La cancel culture s’attaque désormais aussi aux contes. Qu’est-ce que la cancel culture ? Un mouvement venu des États-Unis qui dénonce tout ce qui installe les inégalités, de manière insidieuse, dans nos mentalités. Il appelle, par exemple, à déboulonner les statues de Colbert parce qu’il fut à l’origine du code noir qui légalise l’esclavage. Quel rapport avec les contes de fées ? C’est que cette « culture de l’annulation » cherche à gommer tout ce qui pose problème, également dans les contes. L’idée étant que les injustices non dénoncées s’inscrivent dans l’inconscient collectif et apparaissent, de fait, légitimes. La polémique du moment se focalise sur la scène du baiser dans La Belle au bois dormant. Plongée dans un sommeil de cent ans, la princesse s’éveille après le baiser du prince charmant. Or ce baiser est non consenti. Il est dénoncé comme un symptôme de la culture du viol, du moins le marqueur d’une société qui n’exigerait pas le consentement des femmes. Alors vraiment, nous va-t-il falloir prendre la plume pour réécrire tout ce qui n’est pas politiquement correct, à nos yeux, dans les contes du XVIIe ou XIXe siècle ? Ma réponse est claire : non. En revanche, le conte nécessite une relecture. Lire l’histoire avec son enfant est la première étape. En parler est la seconde étape.
On ne réécrit pas l’Histoire
Oui, un conte, tout comme un texte biblique et n’importe quel écrit sorti de son contexte, nécessite interprétation et discussion. Il est bon de ne pas cultiver la naïveté de nos enfants en les exposant, par le récit, à des injustices ou des angoisses qui les font grandir et mûrir lorsqu’elles font l’objet de débats. Non, il n’est pas normal d’embrasser quelqu’un sans son consentement. Non, il n’est pas normal qu’un père veuille épouser sa fille (Peau d’âne). Non, il n’est pas normal que des parents abandonnent leurs enfants pour raison économique (Hansel et Gretel), mais il est bon que des parents parlent avec leurs enfants de l’injustice qui secoue le monde en trouvant les mots et les images adaptés à leur âge. Oui, il est bon de les exercer à repérer l’injustice et de leur proposer de réécrire l’histoire ; celle qu’ils ont entre les mains, comme celle de leur vie. Il était une fois un monde, tout sauf rose, où l’on en voit de toutes les couleurs et broie du noir. Notre rôle d’éducateur n’est pas de cacher le mal, mais d’aiguiser le regard des enfants pour qu’ils sachent le repérer, dénoncer et surmonter.
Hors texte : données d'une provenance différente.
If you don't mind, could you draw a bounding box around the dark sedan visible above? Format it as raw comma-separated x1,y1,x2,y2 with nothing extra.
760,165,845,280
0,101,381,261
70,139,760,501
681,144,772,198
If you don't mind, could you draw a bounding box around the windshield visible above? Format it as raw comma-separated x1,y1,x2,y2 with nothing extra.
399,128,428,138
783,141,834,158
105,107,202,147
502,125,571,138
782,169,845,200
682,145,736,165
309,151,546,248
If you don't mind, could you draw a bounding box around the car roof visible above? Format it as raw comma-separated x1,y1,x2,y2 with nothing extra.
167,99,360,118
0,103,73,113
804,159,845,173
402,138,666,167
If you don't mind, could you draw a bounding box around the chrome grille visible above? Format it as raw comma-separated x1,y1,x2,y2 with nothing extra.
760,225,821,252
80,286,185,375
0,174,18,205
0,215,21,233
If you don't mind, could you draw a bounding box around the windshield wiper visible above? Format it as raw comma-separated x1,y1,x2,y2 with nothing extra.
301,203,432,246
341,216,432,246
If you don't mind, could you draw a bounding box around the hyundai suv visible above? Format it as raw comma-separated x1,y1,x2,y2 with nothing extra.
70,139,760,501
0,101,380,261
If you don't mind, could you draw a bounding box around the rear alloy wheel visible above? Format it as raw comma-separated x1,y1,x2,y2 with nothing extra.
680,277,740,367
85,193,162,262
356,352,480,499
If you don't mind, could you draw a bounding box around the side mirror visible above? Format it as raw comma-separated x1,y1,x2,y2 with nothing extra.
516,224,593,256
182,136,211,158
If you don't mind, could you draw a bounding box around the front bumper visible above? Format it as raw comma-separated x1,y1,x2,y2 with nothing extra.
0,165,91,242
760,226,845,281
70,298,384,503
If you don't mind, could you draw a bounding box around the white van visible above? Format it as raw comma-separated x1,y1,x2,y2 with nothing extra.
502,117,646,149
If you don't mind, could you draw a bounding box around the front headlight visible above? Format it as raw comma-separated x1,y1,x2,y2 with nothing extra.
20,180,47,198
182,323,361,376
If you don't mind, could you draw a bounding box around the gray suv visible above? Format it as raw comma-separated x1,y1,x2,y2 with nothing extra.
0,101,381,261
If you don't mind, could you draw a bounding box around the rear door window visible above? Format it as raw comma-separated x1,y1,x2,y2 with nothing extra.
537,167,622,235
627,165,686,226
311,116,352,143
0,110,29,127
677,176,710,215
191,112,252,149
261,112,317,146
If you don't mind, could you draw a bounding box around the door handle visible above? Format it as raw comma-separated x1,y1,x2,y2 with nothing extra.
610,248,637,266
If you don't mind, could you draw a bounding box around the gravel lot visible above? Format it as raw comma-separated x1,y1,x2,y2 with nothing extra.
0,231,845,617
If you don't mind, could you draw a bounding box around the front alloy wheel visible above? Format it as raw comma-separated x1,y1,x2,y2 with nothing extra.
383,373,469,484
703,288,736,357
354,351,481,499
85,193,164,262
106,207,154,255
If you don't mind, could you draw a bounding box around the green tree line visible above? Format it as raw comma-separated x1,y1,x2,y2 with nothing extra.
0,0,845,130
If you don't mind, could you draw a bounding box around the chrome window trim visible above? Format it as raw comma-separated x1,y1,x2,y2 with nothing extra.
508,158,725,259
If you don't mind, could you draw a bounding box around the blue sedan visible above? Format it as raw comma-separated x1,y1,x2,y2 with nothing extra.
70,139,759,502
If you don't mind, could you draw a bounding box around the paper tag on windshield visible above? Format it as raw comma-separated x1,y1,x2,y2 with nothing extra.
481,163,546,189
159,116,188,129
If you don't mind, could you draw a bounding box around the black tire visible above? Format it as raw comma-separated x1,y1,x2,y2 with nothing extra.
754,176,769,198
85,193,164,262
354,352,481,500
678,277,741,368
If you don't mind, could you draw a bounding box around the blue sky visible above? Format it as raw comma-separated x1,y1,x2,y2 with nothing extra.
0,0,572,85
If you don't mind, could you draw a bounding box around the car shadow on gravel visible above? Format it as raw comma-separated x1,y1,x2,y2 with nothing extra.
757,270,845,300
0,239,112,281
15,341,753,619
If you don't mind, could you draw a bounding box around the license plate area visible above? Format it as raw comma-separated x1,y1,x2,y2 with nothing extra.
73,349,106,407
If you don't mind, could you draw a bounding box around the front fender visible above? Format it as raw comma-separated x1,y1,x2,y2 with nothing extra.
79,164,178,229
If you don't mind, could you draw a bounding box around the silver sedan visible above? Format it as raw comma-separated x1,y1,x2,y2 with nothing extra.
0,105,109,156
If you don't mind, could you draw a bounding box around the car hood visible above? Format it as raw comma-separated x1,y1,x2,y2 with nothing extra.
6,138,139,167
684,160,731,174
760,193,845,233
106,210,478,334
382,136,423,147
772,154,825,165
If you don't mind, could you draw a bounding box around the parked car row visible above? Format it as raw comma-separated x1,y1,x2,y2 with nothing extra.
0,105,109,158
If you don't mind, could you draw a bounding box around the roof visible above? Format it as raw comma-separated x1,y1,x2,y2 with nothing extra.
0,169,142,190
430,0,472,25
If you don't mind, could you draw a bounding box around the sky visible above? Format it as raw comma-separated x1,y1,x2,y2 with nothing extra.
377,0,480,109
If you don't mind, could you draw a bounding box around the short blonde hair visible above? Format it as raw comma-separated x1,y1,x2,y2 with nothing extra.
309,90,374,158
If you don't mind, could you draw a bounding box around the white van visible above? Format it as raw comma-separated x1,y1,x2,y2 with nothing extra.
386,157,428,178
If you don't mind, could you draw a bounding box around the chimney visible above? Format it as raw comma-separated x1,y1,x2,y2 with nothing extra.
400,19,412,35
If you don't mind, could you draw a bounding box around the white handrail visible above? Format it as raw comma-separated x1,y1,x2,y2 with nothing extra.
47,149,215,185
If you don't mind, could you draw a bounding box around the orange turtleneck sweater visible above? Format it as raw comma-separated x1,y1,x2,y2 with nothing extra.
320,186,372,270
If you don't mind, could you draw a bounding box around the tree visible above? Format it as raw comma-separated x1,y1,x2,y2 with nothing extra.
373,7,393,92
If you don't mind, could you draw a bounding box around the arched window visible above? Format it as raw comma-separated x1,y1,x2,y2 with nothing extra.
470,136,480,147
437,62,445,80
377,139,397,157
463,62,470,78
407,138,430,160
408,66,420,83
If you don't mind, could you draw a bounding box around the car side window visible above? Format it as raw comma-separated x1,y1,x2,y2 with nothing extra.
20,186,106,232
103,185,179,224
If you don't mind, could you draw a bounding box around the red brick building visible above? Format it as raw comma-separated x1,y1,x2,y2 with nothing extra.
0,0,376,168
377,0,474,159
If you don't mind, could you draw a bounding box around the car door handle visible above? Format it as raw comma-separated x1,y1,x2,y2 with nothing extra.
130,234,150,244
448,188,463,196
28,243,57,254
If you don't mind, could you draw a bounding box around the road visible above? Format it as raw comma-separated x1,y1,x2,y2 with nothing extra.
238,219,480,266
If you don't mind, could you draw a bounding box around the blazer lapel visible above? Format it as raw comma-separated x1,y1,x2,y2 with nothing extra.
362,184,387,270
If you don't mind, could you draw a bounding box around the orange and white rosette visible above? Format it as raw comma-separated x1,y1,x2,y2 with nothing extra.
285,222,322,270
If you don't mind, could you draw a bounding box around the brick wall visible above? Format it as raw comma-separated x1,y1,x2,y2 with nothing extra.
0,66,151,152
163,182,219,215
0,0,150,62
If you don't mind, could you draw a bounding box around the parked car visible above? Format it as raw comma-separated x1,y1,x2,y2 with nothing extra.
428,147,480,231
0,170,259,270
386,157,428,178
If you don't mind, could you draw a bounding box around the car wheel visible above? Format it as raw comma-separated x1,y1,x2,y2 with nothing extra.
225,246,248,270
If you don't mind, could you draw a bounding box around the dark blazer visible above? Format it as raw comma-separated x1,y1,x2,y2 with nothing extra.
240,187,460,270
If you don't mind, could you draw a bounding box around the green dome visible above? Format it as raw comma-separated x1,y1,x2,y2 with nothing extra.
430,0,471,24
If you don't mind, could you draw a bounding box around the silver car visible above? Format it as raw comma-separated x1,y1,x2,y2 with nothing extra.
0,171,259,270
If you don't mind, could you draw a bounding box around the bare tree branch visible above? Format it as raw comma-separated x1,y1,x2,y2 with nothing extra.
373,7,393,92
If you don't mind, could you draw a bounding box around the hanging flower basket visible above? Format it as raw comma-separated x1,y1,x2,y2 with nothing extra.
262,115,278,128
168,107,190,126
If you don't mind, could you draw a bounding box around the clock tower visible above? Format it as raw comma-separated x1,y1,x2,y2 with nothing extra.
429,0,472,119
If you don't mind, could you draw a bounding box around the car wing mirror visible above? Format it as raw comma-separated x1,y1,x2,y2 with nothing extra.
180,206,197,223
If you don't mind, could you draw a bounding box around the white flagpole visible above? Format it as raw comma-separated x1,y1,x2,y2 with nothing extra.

Certains rétorqueront qu’il est plus simple de jeter ces livres aux oubliettes et d’en proposer des versions plus clean. Je ne suis pas de cet avis. Pour la simple et bonne raison qu’on ne réécrit pas l’Histoire. Pour s’en convaincre, voici un exemple plus ecclésial et contemporain : Madame N. appelle son pasteur pour lui demander de rayer le nom du parrain de son enfant parce qu’elle ne s’entend plus avec lui. Impossible, chère Madame. C’est un fait. Ce baptême a eu lieu et le parrain y a assisté en tant que parrain. Il se peut qu’aujourd’hui un différend vous oppose, mais ceci a bien eu lieu. Le pasteur pourra glisser une note complémentaire dans le registre, mais ne pourra en aucun cas effacer un événement qui a bien eu lieu. De même que Monsieur N.N. ne peut réclamer qu’on barre le nom de la femme qu’il a épousée il y a dix ans parce qu’il en est séparé et en aime une autre. Impossible. Ce mariage a eu lieu. Le sentiment a évolué, mais je ne peux nier le passé. Les enfants nés de telles unions en sont les témoins vivants. Mais ça, c’est une autre histoire… qui prouve que la vraie vie n’est pas un conte de fée et qu’il faut des mots pour dire les maux, hier comme aujourd’hui, dans la fiction comme au quotidien.